Title: Accept
Rating: T
Pairing(s)/Character(s): Lucius/Hermione
Warnings: None
Disclaimer: Don't own 'em - not making any money off 'em. Dern it.
Word Count: 383
Summary: Hermione must accept something about Lucius.
Notes:

Harry Potter Christmas Collection Competition: Prompt Used - (object) stocking

Hogwarts School of Witchcraft & Wizardry: Chocolate Frog: Pogrebin – Silver – Write about someone causing emotional pain to someone else.


Hermione hung up her stocking on the fireplace in her mother's house. It had her name on it, just like the two others hanging up had her mother and father's names. There was a fourth stocking, one that laid limply on the coffee table without a label. It had been meant for Lucius.
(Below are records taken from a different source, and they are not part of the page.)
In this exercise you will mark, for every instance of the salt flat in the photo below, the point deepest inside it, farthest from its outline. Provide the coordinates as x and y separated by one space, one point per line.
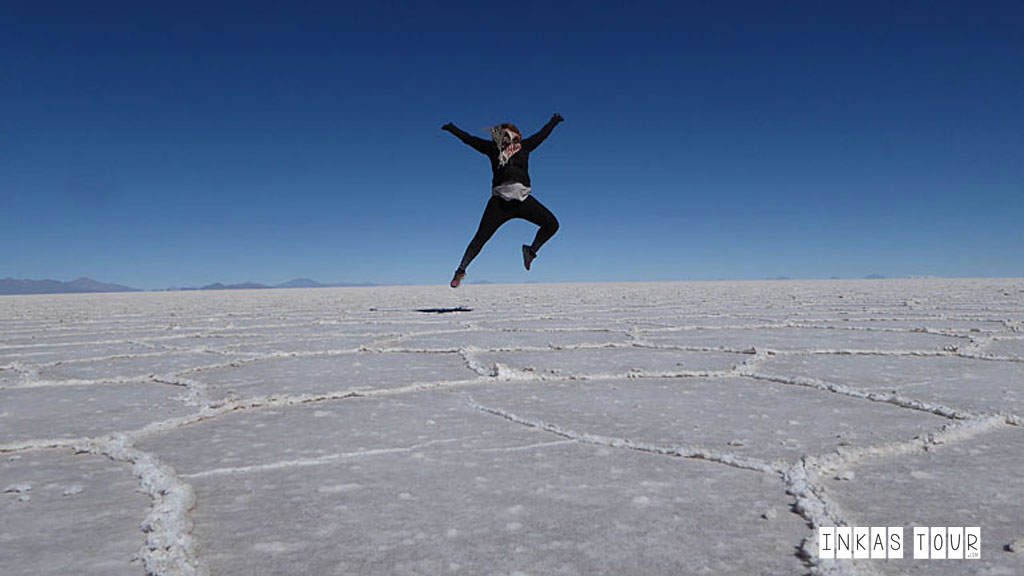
630 428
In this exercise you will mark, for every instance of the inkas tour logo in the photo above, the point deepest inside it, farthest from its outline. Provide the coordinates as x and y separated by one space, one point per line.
843 542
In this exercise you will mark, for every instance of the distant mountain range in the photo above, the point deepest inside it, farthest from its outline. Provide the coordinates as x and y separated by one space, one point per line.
10 286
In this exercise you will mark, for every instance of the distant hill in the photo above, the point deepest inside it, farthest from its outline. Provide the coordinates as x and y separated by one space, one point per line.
10 286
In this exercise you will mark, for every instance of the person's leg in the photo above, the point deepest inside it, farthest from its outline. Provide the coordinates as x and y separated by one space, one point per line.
495 215
532 211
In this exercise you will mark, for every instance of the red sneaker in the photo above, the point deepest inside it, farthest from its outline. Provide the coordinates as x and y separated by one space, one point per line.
458 278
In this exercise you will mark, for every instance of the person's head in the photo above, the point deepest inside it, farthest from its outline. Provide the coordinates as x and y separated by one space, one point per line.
505 134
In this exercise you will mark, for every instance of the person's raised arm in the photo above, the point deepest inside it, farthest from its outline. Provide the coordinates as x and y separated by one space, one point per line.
477 144
535 140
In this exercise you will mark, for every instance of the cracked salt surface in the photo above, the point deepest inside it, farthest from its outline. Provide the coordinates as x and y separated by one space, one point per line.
578 428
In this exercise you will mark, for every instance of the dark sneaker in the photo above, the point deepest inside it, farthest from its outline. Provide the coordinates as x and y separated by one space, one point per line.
458 278
527 255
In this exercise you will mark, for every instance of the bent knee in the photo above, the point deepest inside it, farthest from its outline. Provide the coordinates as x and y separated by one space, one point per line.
553 224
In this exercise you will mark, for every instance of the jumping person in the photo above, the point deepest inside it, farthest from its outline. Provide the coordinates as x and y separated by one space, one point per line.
510 198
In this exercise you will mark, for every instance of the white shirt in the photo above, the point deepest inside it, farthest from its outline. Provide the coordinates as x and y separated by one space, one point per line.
511 191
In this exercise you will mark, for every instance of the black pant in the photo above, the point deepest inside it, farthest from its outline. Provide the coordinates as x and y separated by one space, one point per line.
500 211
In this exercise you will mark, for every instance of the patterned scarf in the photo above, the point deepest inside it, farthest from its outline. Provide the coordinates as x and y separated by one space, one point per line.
508 142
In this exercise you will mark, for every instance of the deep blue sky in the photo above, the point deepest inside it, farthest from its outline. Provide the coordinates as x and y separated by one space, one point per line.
177 144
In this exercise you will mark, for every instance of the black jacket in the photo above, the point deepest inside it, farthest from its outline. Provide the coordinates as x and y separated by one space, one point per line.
517 168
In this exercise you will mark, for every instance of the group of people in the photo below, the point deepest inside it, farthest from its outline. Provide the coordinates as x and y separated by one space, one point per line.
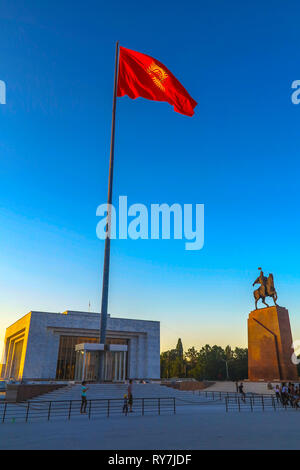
288 394
128 399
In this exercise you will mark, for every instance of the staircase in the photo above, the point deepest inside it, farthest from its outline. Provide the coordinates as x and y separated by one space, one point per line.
110 391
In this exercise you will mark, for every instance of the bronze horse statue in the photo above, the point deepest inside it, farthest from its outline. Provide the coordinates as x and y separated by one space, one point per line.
266 289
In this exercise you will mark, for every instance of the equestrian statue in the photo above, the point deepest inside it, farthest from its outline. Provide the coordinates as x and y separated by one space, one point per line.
266 288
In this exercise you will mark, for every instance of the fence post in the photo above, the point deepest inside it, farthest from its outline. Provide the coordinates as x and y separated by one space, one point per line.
70 408
4 412
49 410
27 412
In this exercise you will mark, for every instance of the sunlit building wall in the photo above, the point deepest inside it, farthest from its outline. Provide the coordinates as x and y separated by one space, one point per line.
41 345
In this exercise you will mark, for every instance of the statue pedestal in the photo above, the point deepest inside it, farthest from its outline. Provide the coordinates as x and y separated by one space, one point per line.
270 345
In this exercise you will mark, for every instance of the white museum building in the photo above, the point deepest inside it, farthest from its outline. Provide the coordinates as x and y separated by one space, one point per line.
65 346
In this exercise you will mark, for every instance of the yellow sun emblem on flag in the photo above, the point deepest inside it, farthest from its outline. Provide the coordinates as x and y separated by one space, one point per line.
158 75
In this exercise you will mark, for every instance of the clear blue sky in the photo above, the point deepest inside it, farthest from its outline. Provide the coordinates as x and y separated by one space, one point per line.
239 155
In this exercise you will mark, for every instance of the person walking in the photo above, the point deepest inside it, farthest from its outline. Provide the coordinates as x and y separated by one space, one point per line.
83 398
125 405
130 396
241 390
277 393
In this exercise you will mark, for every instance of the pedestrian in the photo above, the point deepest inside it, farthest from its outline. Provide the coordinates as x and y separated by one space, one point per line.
241 390
83 398
277 393
125 405
130 396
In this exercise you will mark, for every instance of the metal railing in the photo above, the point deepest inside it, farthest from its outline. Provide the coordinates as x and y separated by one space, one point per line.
258 403
50 410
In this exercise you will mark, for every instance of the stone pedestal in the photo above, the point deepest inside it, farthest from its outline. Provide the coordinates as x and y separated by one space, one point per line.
270 345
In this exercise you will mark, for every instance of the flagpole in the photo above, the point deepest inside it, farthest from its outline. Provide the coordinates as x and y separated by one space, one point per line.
104 303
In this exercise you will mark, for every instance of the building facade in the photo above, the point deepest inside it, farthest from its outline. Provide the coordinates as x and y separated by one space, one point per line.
42 345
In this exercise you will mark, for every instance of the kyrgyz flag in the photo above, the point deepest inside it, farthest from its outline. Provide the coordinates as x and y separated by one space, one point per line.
141 75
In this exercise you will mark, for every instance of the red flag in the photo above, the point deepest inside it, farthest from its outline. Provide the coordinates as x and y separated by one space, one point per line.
141 75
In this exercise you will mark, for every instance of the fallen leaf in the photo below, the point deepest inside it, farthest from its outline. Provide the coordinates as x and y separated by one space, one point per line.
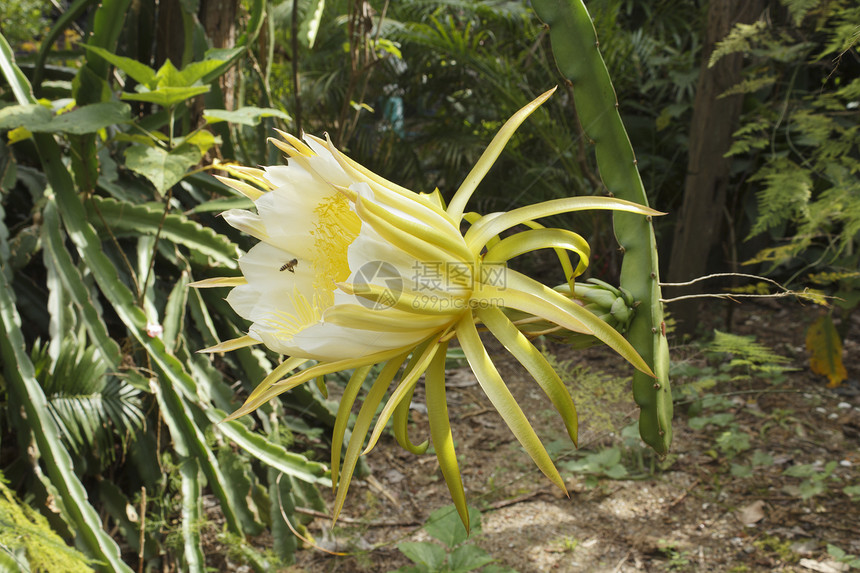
828 566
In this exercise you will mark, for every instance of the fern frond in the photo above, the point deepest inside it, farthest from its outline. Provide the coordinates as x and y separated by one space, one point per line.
788 189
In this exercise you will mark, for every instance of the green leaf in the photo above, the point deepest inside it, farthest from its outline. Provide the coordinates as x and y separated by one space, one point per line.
424 553
445 525
90 118
124 218
169 76
31 116
468 558
249 115
141 73
166 96
164 169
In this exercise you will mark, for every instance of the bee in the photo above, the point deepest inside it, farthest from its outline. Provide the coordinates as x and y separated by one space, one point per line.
289 266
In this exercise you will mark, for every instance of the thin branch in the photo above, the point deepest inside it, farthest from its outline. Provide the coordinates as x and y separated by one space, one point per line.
721 275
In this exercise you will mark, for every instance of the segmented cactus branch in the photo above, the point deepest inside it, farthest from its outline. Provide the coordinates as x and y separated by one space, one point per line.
577 54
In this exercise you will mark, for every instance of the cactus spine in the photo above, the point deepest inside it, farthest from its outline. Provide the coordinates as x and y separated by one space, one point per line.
577 54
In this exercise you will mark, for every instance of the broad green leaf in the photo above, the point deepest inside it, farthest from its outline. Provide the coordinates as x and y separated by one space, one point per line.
164 169
27 394
166 96
192 555
249 115
825 351
202 140
90 118
219 205
141 73
189 75
424 553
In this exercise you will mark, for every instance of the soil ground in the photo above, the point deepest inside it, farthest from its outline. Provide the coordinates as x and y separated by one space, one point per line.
725 498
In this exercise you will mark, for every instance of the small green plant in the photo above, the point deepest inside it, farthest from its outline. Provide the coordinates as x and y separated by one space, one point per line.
454 555
677 560
840 555
594 465
749 358
775 546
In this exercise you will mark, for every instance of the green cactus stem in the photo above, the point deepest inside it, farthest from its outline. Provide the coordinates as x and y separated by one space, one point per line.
577 54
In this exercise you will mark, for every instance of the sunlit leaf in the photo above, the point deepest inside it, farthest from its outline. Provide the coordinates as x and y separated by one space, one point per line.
825 351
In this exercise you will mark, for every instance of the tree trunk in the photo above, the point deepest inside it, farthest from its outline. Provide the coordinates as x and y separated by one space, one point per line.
219 20
714 120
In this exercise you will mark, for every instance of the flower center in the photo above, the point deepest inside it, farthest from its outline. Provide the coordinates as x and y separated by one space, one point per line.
337 226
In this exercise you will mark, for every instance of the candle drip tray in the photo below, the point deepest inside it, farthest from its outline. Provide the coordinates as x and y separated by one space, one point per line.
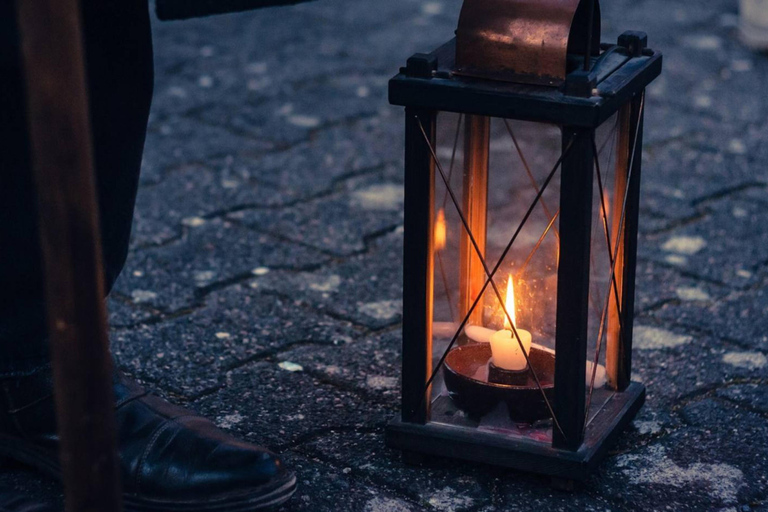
466 378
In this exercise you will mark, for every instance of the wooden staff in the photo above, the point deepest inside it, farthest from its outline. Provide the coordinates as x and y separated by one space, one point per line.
62 161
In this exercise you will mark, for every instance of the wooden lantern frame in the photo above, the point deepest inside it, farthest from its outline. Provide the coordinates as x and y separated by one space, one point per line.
613 84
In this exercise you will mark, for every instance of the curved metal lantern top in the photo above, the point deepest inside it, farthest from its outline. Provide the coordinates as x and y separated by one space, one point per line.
526 41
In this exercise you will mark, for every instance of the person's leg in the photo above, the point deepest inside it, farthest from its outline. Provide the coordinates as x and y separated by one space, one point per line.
118 49
171 459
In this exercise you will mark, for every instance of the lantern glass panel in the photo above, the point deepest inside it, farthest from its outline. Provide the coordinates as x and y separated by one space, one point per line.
500 180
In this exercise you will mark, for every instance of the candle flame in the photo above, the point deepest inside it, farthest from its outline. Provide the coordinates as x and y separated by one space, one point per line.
509 303
440 231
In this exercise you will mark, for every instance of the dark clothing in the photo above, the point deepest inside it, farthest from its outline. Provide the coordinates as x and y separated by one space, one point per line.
178 9
118 49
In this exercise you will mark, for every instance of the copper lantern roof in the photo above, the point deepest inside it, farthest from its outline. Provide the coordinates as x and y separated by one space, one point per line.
524 41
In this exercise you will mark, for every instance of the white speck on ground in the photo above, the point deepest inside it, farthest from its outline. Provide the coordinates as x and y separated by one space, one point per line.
323 283
737 147
703 42
432 8
142 295
686 245
386 505
205 275
739 212
230 420
291 367
675 259
741 65
177 92
748 360
304 121
692 294
648 427
449 500
193 222
382 310
381 382
702 101
388 196
256 68
653 338
654 467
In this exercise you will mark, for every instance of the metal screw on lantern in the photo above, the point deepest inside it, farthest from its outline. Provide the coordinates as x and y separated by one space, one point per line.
515 67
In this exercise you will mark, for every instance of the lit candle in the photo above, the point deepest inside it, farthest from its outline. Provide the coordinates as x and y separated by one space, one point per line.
440 231
505 348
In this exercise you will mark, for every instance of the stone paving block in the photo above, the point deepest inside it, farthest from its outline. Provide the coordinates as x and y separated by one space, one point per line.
177 142
368 363
701 467
123 312
332 156
191 193
437 485
21 480
752 396
365 288
729 245
324 487
741 317
340 224
173 277
658 285
282 405
673 362
194 353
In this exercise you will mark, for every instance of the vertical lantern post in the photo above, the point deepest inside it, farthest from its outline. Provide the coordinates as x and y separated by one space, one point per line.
476 154
532 363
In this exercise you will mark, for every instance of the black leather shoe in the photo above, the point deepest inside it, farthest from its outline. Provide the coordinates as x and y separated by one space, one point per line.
171 459
13 501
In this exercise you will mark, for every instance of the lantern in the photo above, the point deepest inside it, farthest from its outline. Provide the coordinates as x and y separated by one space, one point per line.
523 146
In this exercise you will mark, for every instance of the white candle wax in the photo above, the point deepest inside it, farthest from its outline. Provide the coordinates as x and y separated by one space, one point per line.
479 334
506 351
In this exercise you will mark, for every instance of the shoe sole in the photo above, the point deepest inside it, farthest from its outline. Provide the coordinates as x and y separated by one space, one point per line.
257 499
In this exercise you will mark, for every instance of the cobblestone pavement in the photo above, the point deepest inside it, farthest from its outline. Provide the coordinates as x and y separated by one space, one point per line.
264 284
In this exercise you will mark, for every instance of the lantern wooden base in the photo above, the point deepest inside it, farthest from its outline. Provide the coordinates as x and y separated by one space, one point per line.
472 445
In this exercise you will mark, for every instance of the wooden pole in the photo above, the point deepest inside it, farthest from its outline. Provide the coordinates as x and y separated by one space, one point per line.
62 161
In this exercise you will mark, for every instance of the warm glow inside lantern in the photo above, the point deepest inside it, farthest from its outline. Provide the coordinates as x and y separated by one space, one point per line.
522 181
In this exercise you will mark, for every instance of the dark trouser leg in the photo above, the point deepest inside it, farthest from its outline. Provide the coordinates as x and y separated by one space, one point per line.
118 49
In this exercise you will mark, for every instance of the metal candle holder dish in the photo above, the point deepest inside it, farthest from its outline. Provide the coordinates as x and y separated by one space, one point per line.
466 373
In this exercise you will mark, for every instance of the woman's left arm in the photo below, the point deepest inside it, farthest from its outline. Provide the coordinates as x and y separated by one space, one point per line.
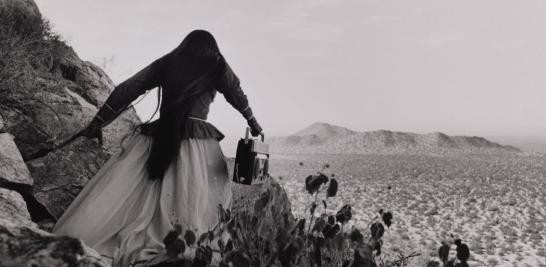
129 90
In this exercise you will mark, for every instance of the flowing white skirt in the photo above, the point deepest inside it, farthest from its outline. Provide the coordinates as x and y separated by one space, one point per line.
125 216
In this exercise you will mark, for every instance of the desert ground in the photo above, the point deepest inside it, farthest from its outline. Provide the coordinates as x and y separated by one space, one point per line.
496 203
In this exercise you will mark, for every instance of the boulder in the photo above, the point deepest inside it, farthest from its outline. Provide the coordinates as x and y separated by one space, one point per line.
23 244
64 172
13 208
12 166
1 124
46 96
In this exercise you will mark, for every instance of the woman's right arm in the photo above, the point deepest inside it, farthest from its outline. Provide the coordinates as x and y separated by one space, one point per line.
123 95
230 86
128 91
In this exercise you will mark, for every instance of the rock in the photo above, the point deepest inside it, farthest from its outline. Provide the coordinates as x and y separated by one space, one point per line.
57 93
1 124
63 173
50 95
13 208
29 6
23 244
12 166
268 202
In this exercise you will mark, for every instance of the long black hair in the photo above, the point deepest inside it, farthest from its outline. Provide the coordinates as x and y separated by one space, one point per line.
188 72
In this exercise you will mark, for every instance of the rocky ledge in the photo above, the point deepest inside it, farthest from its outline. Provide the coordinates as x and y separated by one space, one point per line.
47 93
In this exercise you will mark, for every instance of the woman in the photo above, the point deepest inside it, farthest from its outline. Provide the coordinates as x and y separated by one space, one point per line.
169 171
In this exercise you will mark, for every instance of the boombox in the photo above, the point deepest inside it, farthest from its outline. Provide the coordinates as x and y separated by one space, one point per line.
251 160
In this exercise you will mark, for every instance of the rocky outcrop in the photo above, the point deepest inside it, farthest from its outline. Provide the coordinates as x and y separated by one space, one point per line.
22 243
48 95
13 168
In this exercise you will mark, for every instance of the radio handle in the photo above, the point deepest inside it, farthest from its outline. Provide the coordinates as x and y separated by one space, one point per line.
247 132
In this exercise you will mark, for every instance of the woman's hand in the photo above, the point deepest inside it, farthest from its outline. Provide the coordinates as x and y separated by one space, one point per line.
93 130
255 128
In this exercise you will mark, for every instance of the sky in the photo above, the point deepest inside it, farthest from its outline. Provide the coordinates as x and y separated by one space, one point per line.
461 67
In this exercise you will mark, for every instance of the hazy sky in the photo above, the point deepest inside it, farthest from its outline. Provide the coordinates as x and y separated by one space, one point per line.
460 67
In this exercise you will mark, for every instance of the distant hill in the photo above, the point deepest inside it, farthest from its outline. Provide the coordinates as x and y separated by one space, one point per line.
325 138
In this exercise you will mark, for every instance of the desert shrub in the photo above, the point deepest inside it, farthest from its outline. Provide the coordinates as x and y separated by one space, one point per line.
461 257
322 239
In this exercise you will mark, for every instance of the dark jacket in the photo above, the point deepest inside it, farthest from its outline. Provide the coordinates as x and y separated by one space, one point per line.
151 76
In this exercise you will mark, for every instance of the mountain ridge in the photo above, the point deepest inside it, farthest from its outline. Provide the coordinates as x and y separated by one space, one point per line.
325 138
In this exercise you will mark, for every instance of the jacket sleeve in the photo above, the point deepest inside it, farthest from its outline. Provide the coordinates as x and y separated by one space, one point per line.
129 90
230 86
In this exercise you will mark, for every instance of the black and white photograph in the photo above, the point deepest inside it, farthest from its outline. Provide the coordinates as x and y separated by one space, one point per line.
313 133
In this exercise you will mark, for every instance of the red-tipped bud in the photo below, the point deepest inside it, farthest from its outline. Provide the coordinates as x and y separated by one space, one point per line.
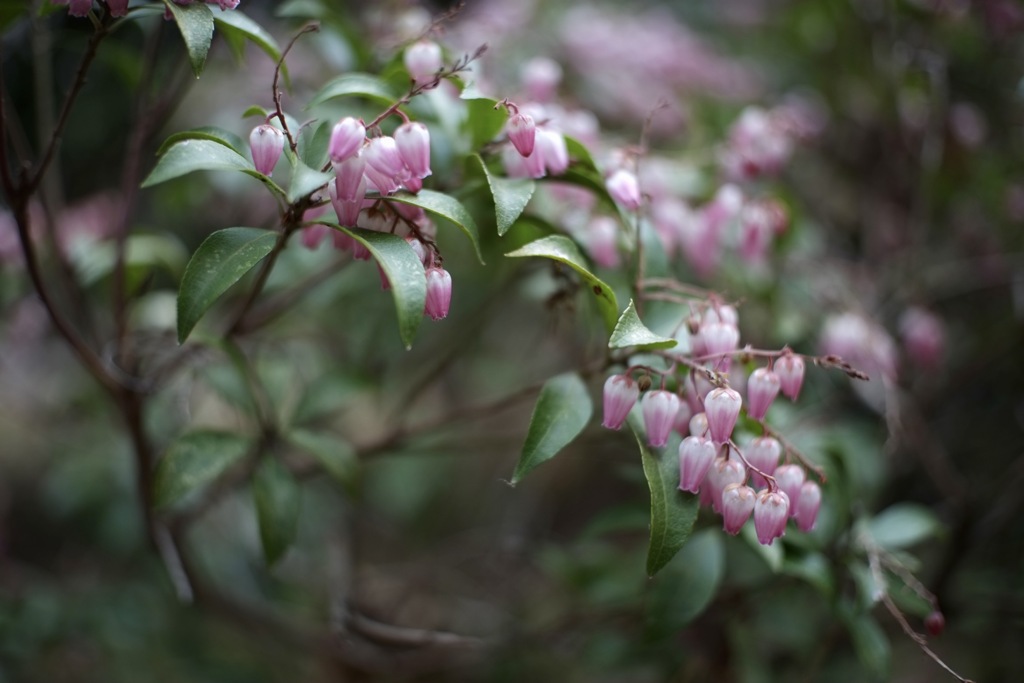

Of course, Lucius Malfoy wouldn't ever be caught in a Muggle's house. Not even if those Muggles were his girlfriend's parents.

Hermione sighed. It hurt that Lucius had refused to come. In fact, he had tried to get her to cancel on her parents in order to spend Christmas with him at the manor. Didn't he understand that she couldn't turn her back on the people that cared for her and loved her, even when they found out she was witch?

Hermione knew how lucky she was. She knew some Muggle-borns didn't have a family that was so accepting. And she would forever honor her parents for their unconditional love and support.

Her heart hurt, and she wished she could spend the holiday with her boyfriend and her parents at the same time. She swallowed back the tears, refusing to let her parents see her cry. She would get through this day, and then she would go home to her boyfriend, the man she had unexplainably fallen in love with after the war.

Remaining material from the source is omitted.